The Great Mother

reflecting on life: stories, wisdom, inspiration, aggravation

A Memory May 18, 2008

Filed under: Uncategorized — emlott @ 4:29 pm

I imagined breast-feeding to be the most natural, organic experience between newborn and newmother. My son would breathe lungs full of air and then immediately latch for his first meal at the breast.  Some women claim to have these experiences, but learning how to nourish my child from my body was a challenge.  If I recall correctly, it was a full eight weeks before we really figured it out and he could latch on properly every time.  Whew.

In the earliest of weeks, when the sleep deprivation fog was dense, I remember watching my son as he writhed and wailed but would not latch on.  I looked down at him and said, “Open your eyes.  I’m right here!  All you have to do is just move forward.  Everything you want is right here in front of you!”  Finally, he found his way to me and silently nursed as I held him close.
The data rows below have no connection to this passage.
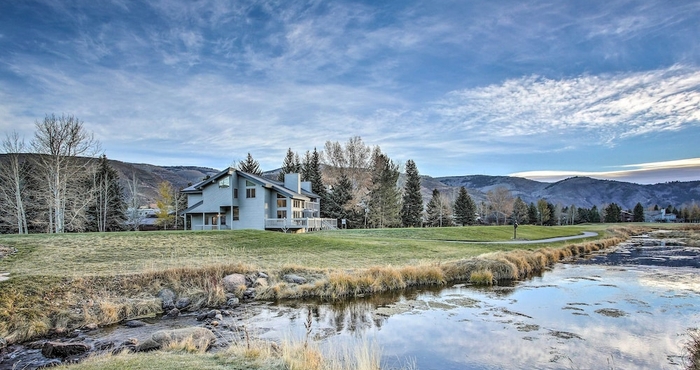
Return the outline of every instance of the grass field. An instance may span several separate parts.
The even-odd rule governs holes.
[[[472,275],[475,271],[485,274],[480,277],[484,284],[497,283],[525,277],[566,256],[610,246],[626,232],[614,231],[611,225],[521,226],[517,231],[523,240],[583,231],[599,235],[573,243],[524,245],[497,243],[512,239],[511,226],[308,234],[241,230],[2,235],[0,245],[17,252],[0,259],[0,273],[10,276],[0,282],[0,336],[17,343],[88,324],[154,315],[162,311],[156,293],[164,287],[201,306],[221,305],[226,301],[221,278],[234,272],[270,275],[270,285],[258,289],[260,299],[344,299],[470,277],[479,283],[478,274]],[[460,243],[465,241],[476,243]],[[309,283],[287,284],[281,278],[286,272],[301,274]],[[213,369],[277,366],[239,366],[212,355],[185,355],[185,360],[178,354],[149,356],[147,361],[160,368],[173,361]],[[106,361],[119,368],[120,361],[126,361],[122,365],[140,368],[143,359],[122,356],[92,364],[102,368]],[[275,361],[271,363],[279,364]],[[289,368],[288,363],[284,366],[280,368]]]
[[[578,235],[605,226],[521,226],[518,239]],[[594,230],[595,231],[595,230]],[[266,231],[124,232],[3,235],[0,244],[18,253],[0,260],[0,272],[22,276],[110,276],[176,267],[245,264],[257,269],[366,268],[467,258],[537,245],[459,244],[446,241],[509,241],[513,228],[452,227],[370,229],[283,234]]]

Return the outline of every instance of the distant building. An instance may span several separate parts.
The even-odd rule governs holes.
[[[658,211],[644,211],[645,222],[676,222],[676,215],[666,213],[665,209]]]
[[[320,217],[320,197],[301,175],[284,182],[228,168],[182,190],[187,206],[180,213],[192,230],[257,229],[305,232],[337,228]]]

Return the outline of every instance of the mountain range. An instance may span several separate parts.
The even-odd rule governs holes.
[[[195,166],[155,166],[150,164],[110,161],[119,171],[122,179],[130,179],[133,174],[141,187],[141,195],[149,202],[157,196],[158,184],[168,181],[176,188],[202,180],[218,170]],[[276,177],[277,170],[265,174]],[[461,186],[477,202],[486,200],[486,193],[497,187],[505,187],[514,197],[526,203],[536,203],[546,199],[553,204],[590,208],[607,203],[617,203],[623,209],[632,209],[637,204],[660,207],[682,206],[700,202],[700,181],[672,181],[654,185],[640,185],[622,181],[598,180],[590,177],[572,177],[562,181],[547,183],[510,176],[466,175],[448,177],[421,176],[421,187],[425,202],[430,200],[433,189],[454,199]]]
[[[0,155],[0,162],[2,162],[2,155]],[[117,160],[109,160],[109,162],[119,173],[120,182],[125,191],[128,192],[129,181],[136,178],[139,184],[139,195],[144,204],[155,203],[158,197],[158,185],[163,181],[181,189],[219,172],[214,168],[198,166],[157,166]],[[278,171],[268,171],[265,175],[276,178]],[[497,187],[505,187],[514,197],[520,197],[526,203],[536,203],[539,199],[546,199],[553,204],[564,206],[574,204],[577,207],[586,208],[617,203],[623,209],[632,209],[638,202],[644,207],[653,205],[680,207],[692,202],[700,202],[700,181],[671,181],[640,185],[590,177],[571,177],[547,183],[511,176],[466,175],[421,176],[421,186],[425,202],[430,200],[433,189],[454,199],[461,186],[467,189],[476,202],[485,201],[486,193]]]

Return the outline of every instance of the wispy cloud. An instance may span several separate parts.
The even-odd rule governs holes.
[[[700,181],[700,158],[622,165],[619,167],[625,169],[595,172],[543,170],[516,172],[510,174],[510,176],[524,177],[526,179],[544,182],[556,182],[574,176],[626,181],[638,184],[656,184],[660,181]]]

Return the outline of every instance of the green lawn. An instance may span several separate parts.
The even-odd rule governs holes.
[[[578,235],[604,227],[520,226],[518,239]],[[15,247],[0,260],[0,272],[21,276],[110,276],[173,267],[242,263],[259,269],[363,268],[445,261],[497,250],[538,245],[465,244],[453,241],[509,241],[511,226],[426,229],[337,230],[307,234],[269,231],[163,231],[85,234],[3,235]],[[559,243],[562,244],[562,243]]]

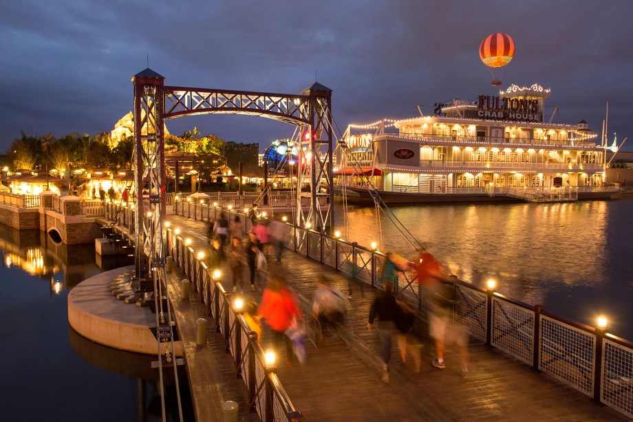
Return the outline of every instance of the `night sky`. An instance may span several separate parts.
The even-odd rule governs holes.
[[[131,110],[147,67],[171,85],[299,93],[332,89],[348,123],[425,114],[434,103],[495,95],[481,41],[505,32],[516,53],[503,84],[552,89],[549,120],[584,119],[633,136],[633,4],[603,0],[173,1],[4,0],[0,4],[0,151],[21,136],[109,131]],[[259,142],[293,127],[247,116],[167,121],[171,133]],[[633,142],[625,149],[633,150]]]

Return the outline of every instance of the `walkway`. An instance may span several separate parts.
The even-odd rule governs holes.
[[[208,223],[173,214],[167,218],[172,226],[180,228],[181,235],[192,238],[194,249],[206,242]],[[293,251],[284,253],[283,262],[271,263],[269,270],[288,277],[306,313],[318,275],[327,273],[343,291],[350,286],[341,273]],[[228,274],[228,268],[224,268],[222,278],[227,280],[227,288]],[[245,286],[247,276],[245,271]],[[419,374],[414,373],[411,361],[400,363],[394,347],[391,383],[384,384],[380,381],[376,335],[366,328],[369,307],[378,292],[351,283],[353,309],[345,326],[326,335],[319,350],[308,344],[306,366],[278,366],[284,388],[307,421],[625,420],[610,408],[474,340],[470,347],[470,372],[465,379],[460,374],[458,358],[450,350],[446,370],[431,367],[434,356],[427,344]],[[264,285],[264,280],[259,280],[257,291],[240,294],[244,298],[252,295],[259,302]],[[266,348],[271,336],[265,330],[263,337]]]

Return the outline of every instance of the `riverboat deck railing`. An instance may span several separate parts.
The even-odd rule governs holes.
[[[187,216],[186,207],[175,212]],[[214,215],[222,211],[214,208]],[[236,210],[224,210],[230,216]],[[247,229],[250,220],[244,218]],[[355,242],[288,223],[286,247],[380,288],[385,255]],[[598,328],[455,279],[458,324],[471,335],[633,417],[633,342]],[[400,273],[396,292],[422,308],[424,297],[411,271]]]
[[[230,352],[248,391],[251,408],[262,421],[301,422],[303,416],[294,408],[275,373],[274,365],[267,365],[257,334],[248,326],[243,310],[236,308],[219,279],[215,279],[196,251],[185,240],[167,229],[168,253],[191,281],[194,291],[200,292],[200,301],[215,321],[215,330],[225,339],[225,351]]]
[[[526,170],[602,170],[601,164],[578,162],[555,162],[541,161],[456,161],[451,160],[420,160],[420,167],[422,169],[462,168],[482,169],[486,171],[495,169],[526,169]]]
[[[40,197],[39,195],[0,192],[0,204],[17,208],[37,208],[40,206]]]
[[[464,136],[457,135],[429,135],[428,134],[399,134],[393,132],[385,134],[383,135],[376,135],[374,136],[374,140],[387,138],[412,140],[416,141],[421,141],[422,143],[425,142],[429,142],[431,143],[441,143],[455,146],[459,146],[460,145],[463,145],[464,146],[482,146],[485,145],[490,145],[491,146],[497,147],[511,147],[513,145],[516,145],[517,147],[520,147],[533,145],[538,147],[558,147],[565,149],[576,149],[583,148],[601,149],[601,147],[597,146],[595,142],[583,139],[559,140],[552,139],[537,139],[533,138],[501,138],[493,136]]]

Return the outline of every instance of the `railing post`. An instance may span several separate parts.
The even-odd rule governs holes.
[[[596,354],[594,355],[594,400],[600,403],[602,397],[602,361],[606,329],[596,328]]]
[[[358,246],[358,243],[356,242],[352,242],[352,278],[355,279],[356,275],[356,248]]]
[[[339,269],[339,238],[334,238],[334,268]]]
[[[372,251],[372,286],[376,286],[376,251]],[[396,286],[394,286],[394,293]]]
[[[545,309],[543,305],[534,306],[534,336],[532,339],[533,347],[532,354],[532,369],[539,370],[539,356],[541,350],[541,313]]]
[[[495,295],[495,291],[489,288],[486,293],[486,345],[491,346],[493,328],[493,296]]]

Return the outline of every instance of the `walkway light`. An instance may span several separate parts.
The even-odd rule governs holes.
[[[603,331],[607,329],[607,317],[604,315],[598,317],[598,329]]]
[[[272,349],[268,349],[264,355],[264,360],[267,368],[275,366],[275,351]]]

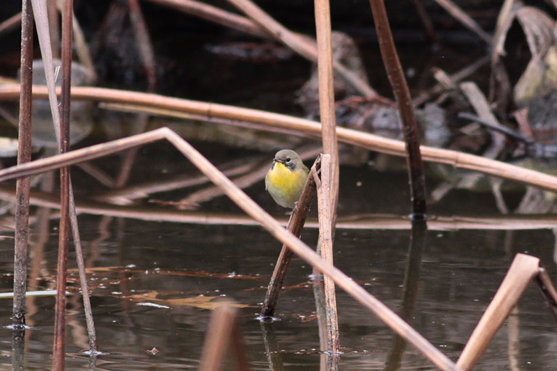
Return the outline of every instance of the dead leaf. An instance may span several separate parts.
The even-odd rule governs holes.
[[[201,309],[208,309],[212,310],[213,309],[223,305],[232,306],[236,308],[249,308],[251,306],[246,304],[240,304],[237,303],[230,303],[230,302],[223,302],[219,299],[222,297],[207,297],[205,295],[198,295],[189,298],[180,298],[180,299],[160,299],[157,297],[160,293],[157,291],[151,291],[143,294],[136,294],[126,297],[127,299],[136,300],[138,301],[145,302],[155,302],[164,303],[164,305],[171,307],[177,306],[193,306]]]

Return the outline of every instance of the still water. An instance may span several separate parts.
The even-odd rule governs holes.
[[[141,151],[138,163],[159,149]],[[159,156],[164,158],[165,154]],[[167,161],[172,157],[168,155]],[[351,212],[405,215],[405,175],[380,173],[369,166],[343,166],[341,172],[340,216]],[[77,184],[80,177],[86,178],[79,171],[74,176]],[[278,218],[287,218],[262,189],[262,182],[258,182],[246,191]],[[45,212],[41,210],[33,208],[33,215],[40,218]],[[202,204],[199,210],[216,210],[228,216],[241,215],[223,196]],[[312,211],[315,217],[315,210]],[[58,221],[56,212],[51,212],[52,219],[43,224],[42,232],[39,219],[33,219],[29,290],[54,287]],[[469,191],[453,191],[430,207],[430,214],[446,216],[496,213],[491,194]],[[272,345],[277,349],[272,354],[274,370],[320,369],[315,302],[307,264],[295,258],[291,265],[279,299],[279,320],[262,326],[256,318],[280,250],[261,228],[88,214],[81,214],[79,223],[98,342],[104,352],[97,360],[97,369],[196,368],[212,309],[223,297],[238,305],[253,370],[269,369],[265,342],[269,345],[273,339],[276,343]],[[1,237],[0,289],[9,292],[13,233],[6,228]],[[302,238],[315,246],[316,230],[306,228]],[[405,230],[339,228],[334,262],[389,308],[407,310],[401,306],[409,241],[409,232]],[[428,231],[421,262],[412,268],[417,296],[411,324],[456,360],[515,254],[539,257],[554,279],[554,244],[552,232],[544,229]],[[79,283],[73,255],[70,267],[66,365],[77,370],[90,365],[88,357],[81,353],[88,348],[87,335],[81,297],[75,289]],[[0,319],[8,325],[11,300],[0,300],[3,302]],[[393,331],[340,290],[337,290],[337,303],[343,352],[340,370],[435,369],[412,346],[395,345]],[[25,365],[29,370],[50,367],[54,303],[53,297],[28,298],[27,322],[32,327],[26,334]],[[555,329],[541,295],[531,285],[477,369],[554,370]],[[2,368],[9,369],[11,331],[6,328],[0,331],[0,362]]]

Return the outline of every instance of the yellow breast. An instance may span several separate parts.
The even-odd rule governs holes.
[[[275,162],[265,176],[265,188],[276,203],[283,207],[294,207],[301,194],[308,177],[303,169],[291,171]]]

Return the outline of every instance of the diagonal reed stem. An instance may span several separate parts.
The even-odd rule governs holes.
[[[35,15],[35,21],[37,24],[39,45],[40,46],[42,61],[45,65],[45,75],[47,79],[47,94],[45,97],[49,99],[50,104],[50,111],[52,114],[52,119],[54,124],[54,132],[58,143],[58,148],[61,148],[61,112],[58,109],[58,99],[56,95],[56,88],[54,81],[54,74],[52,61],[52,48],[51,47],[52,40],[50,33],[48,31],[48,22],[47,22],[46,3],[40,0],[31,0]],[[63,8],[61,7],[61,9]],[[72,20],[73,21],[73,14]],[[39,29],[40,29],[39,30]],[[71,82],[71,81],[70,81]],[[70,92],[71,93],[71,92]],[[95,324],[93,321],[93,313],[91,310],[91,301],[89,299],[88,287],[87,286],[87,276],[85,272],[85,267],[83,261],[83,253],[81,251],[81,239],[79,237],[79,227],[77,223],[77,215],[75,212],[75,200],[73,196],[73,189],[72,187],[71,180],[69,182],[69,195],[70,195],[70,217],[73,233],[73,241],[75,247],[76,260],[79,268],[79,283],[81,287],[83,295],[84,309],[85,311],[85,318],[87,324],[87,331],[89,336],[89,345],[91,354],[97,351],[97,338],[95,331]],[[61,207],[61,205],[60,205]]]
[[[233,303],[225,302],[217,307],[205,332],[205,344],[201,354],[201,371],[223,370],[226,351],[232,351],[235,370],[247,371],[247,358],[238,324],[238,310]]]
[[[287,229],[296,237],[299,237],[301,234],[304,223],[306,222],[306,218],[308,217],[308,213],[311,206],[313,195],[315,194],[315,181],[312,174],[317,173],[320,168],[321,158],[317,157],[313,163],[313,166],[311,166],[310,174],[307,180],[306,180],[306,184],[304,185],[304,189],[301,191],[300,198],[296,203],[288,221]],[[281,292],[281,289],[282,289],[284,278],[286,277],[286,272],[288,271],[288,267],[290,265],[293,255],[294,253],[288,248],[288,246],[283,244],[278,255],[278,259],[277,259],[276,264],[274,266],[273,275],[271,276],[271,281],[269,282],[269,286],[267,289],[265,300],[261,308],[260,317],[262,319],[272,317],[274,315],[276,303],[278,301],[278,295]]]

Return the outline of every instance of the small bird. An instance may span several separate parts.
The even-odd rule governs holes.
[[[294,208],[301,194],[309,169],[297,153],[290,150],[276,152],[265,175],[265,189],[283,207]]]

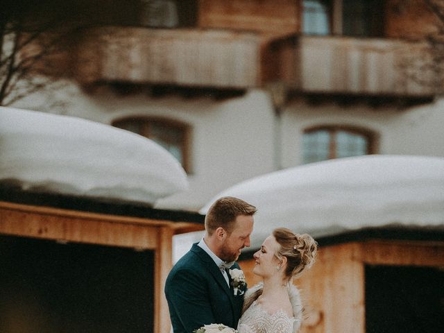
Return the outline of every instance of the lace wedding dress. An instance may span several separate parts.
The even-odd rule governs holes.
[[[283,310],[269,314],[255,300],[239,322],[239,333],[293,333],[295,319]]]
[[[302,306],[299,291],[293,286],[288,287],[293,307],[293,317],[283,310],[270,314],[257,302],[262,293],[262,284],[249,289],[245,295],[244,314],[239,321],[239,333],[297,333],[300,327]]]

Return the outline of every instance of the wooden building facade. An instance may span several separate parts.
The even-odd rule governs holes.
[[[170,326],[173,236],[202,230],[201,215],[11,188],[1,196],[1,332]]]
[[[305,307],[301,332],[441,332],[443,236],[442,228],[370,229],[319,239],[317,261],[294,281]],[[255,264],[240,264],[250,272]]]

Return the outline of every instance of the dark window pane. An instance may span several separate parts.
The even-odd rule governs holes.
[[[305,133],[302,137],[304,163],[327,160],[330,137],[330,133],[323,130]]]
[[[305,0],[302,6],[302,32],[306,35],[330,34],[330,12],[326,1]]]
[[[336,135],[337,158],[359,156],[367,153],[367,139],[362,135],[339,131]]]
[[[116,121],[114,126],[146,136],[166,149],[179,162],[185,165],[187,128],[167,121],[134,118]]]
[[[343,34],[379,37],[384,35],[381,0],[343,0]]]

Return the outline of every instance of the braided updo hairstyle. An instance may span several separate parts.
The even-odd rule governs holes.
[[[280,259],[286,257],[285,277],[298,277],[305,268],[314,262],[318,250],[318,243],[308,234],[295,234],[286,228],[278,228],[273,231],[280,248],[276,253]]]

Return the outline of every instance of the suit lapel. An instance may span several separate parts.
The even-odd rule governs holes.
[[[234,314],[234,300],[233,298],[233,292],[228,287],[228,284],[227,284],[227,282],[225,281],[225,278],[223,278],[219,268],[216,265],[216,263],[211,257],[210,257],[210,255],[208,255],[208,254],[202,248],[198,246],[197,244],[193,245],[191,251],[198,255],[200,259],[204,262],[206,268],[210,271],[214,280],[216,280],[222,290],[223,290],[223,291],[228,296],[230,302],[231,302],[231,307],[233,311],[233,314]],[[228,275],[228,281],[231,282],[231,277],[228,272],[227,272],[227,274]]]

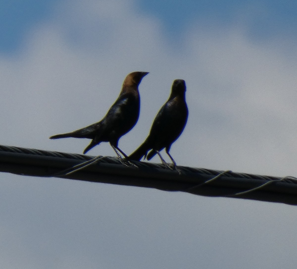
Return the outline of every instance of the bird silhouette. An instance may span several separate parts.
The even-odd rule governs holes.
[[[50,139],[73,137],[91,139],[83,154],[101,142],[109,142],[118,156],[117,150],[125,157],[127,156],[118,146],[121,137],[129,131],[136,124],[139,115],[140,99],[138,86],[147,72],[133,72],[124,80],[118,99],[100,121],[70,133],[56,134]]]
[[[128,159],[140,161],[144,156],[145,159],[146,157],[149,160],[157,154],[162,163],[168,166],[159,152],[165,148],[174,167],[176,169],[176,163],[169,151],[172,143],[180,135],[187,123],[188,112],[185,92],[185,81],[182,79],[174,80],[169,98],[157,114],[148,136],[129,156]]]

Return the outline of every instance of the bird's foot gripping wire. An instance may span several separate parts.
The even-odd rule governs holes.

Some weeks or months later I came across a passage in Frederick Buechner’s Telling Secrets that provided new depth to that exchange with my son.  He is describing the constant busy-ness within us of thought and noise that keeps us from ever really encountering God.  It’s true, is it not?  We are busy people even when we move away from the computer or the cell phone (or the Netflix envelopes seducing me from across the room!).  Our very minds are writhing and wailing with “the endless chatter of human thought,” Buechner writes.  

He goes on to speak of times when he has attempted to truly be silent:

“I have been conscious but not conscious of anything, not even of myself.  I have been surrounded by the whiteness of snow.  I have heard the stillness that encloses all sounds stilled the way whiteness encloses all colors stilled, the way wordlessness encloses all words stilled.  I have sensed the presence of a presence.  I have felt a promise promised.”

It’s a difficult thing to capture, this presence.  Elizabeth Gilbert, in last summer’s uber-popular Eat, Pray, Love, describes it as sitting in the palm of God’s hand.  Buechner suggests we look to the Psalmist for a better image of this stillness; Psalm 131.

O Lord, my heart is not lifted up,
     my eyes are not raised too high;
I do not occupy myself with things
     too great and too marvelous for me.
But I have calmed and quieted my soul,
     like a child quieted at its mother’s breast,
     like a child that is quieted is my soul.

We are in need of mothering.  We long to be calmed and quieted.  Today is a sabbath day at our house, and I am enjoying silence and rest as I reflect, read, and listen to the birds outside.  Open your eyes, my friends.  Everything you want is right in front of you.  May you be like a child at it’s mother’s breast on this spring day.